Each NetCDF file contains data for a single variable, but can include numerous time points. To help speed up access in files with many times, every NetCDF file has an associated JSON file that indexes times and missing data points. This JSON can be found in the "time" subfolder of the directory containing the netCDF file (eg. if the file is "/<foo>.nc" then the JSON is "/time/<foo>.json").
The NetCDF data for a given variable <var> is spread out over several files, using the following directory structure:
- rap/coarse/<var>.nc stores layers from RUC/RAP (26km)
- rap/fine/<var>.nc stores layers from RAP (13km)
- rap/coarse_resampled/<var>.nc stores layers from RUC resampled to match RAP
- rap/completed/<var>.nc stores layers imputed using temporal model trained on RAP
- rap/wnd/wnd.nc stores wind speed layer computed from wnd_u and wnd_v
Each of these items is a directory containing NetCDF files split by year.

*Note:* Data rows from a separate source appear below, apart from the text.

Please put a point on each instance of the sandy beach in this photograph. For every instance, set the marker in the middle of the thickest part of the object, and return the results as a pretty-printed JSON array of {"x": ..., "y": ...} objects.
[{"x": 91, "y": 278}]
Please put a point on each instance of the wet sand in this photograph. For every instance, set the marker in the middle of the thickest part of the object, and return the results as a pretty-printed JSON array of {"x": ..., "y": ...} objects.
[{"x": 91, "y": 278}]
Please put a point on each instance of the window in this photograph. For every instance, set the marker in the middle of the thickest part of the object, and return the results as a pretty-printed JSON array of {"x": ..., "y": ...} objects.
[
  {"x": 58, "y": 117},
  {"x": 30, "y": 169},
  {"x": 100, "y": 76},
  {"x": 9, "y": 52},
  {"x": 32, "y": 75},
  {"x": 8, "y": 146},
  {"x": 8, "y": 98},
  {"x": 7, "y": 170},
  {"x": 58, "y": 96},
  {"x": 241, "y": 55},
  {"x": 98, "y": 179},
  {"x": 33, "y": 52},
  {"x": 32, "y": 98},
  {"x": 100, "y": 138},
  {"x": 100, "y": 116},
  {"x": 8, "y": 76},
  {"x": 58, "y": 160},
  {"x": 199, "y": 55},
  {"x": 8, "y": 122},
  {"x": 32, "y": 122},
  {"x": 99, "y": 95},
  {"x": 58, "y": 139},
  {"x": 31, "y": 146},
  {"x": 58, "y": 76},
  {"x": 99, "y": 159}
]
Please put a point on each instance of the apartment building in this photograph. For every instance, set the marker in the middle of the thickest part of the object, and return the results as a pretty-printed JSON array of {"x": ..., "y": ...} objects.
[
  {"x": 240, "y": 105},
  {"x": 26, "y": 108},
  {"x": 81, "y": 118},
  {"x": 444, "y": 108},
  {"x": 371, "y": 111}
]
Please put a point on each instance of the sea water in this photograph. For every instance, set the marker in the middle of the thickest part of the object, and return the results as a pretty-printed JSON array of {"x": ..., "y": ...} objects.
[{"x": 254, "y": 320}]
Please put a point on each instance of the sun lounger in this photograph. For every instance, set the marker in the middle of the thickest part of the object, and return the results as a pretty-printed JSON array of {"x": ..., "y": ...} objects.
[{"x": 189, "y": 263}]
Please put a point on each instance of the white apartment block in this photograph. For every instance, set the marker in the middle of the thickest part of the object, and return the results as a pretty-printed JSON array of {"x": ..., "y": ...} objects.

For example "rap/coarse/tmp.nc" is a directory containing files of the form "rap/coarse/tmp.nc/tmp_<year>.nc"
The GFS model only appears in one resolution (which I am naming "coarse"), so it has a slightly simpler structure:
- gfs/coarse/<var>.nc stores layers at their original resolution
- gfs/coarse_resampled/<var>.nc stores a version resampled to match RAP
- gfs/completed/<var>.nc stores layers imputed using RAP temporal model
- gfs/wnd/wnd.nc stores wind speed layer computed from wnd_u and wnd_v
Three additional top-level folders store output files
- daily/<out_var>.nc stores daily aggregate values; like mean, max, min over time
- spatial/<out_var>.nc stores spatial aggregate values of daily; like mean, max, min over space
- model stores model parameter files (either fitted to the data or loaded from a previous fit)
this needs updating
Our data access functions (in R) are designed to operate on the the whole grid at a specified subset of times, with support for chunking time across different files. This means you can have different sets of times in different files, and the access functions will sort out which files/layers are needed for given query.
On my workstation it takes about 5 seconds to load the entire time series for a given variable - this includes all grid points from 2005 to present + 5 days. The times are seamlessly drawn from multiple files (eg. for pcp_total
there are 9 different files, representing different steps in the extraction/imputation process described above), and the result is complete, containing no missing times or NA values whatsoever.
It should be easy to export this completed series to a single monolithic NetCDF file, or CSV, or whatever you like. One exception is GeoTIFF, which has limit of about 65,000 layers (times) because it uses a 16 bit layer index.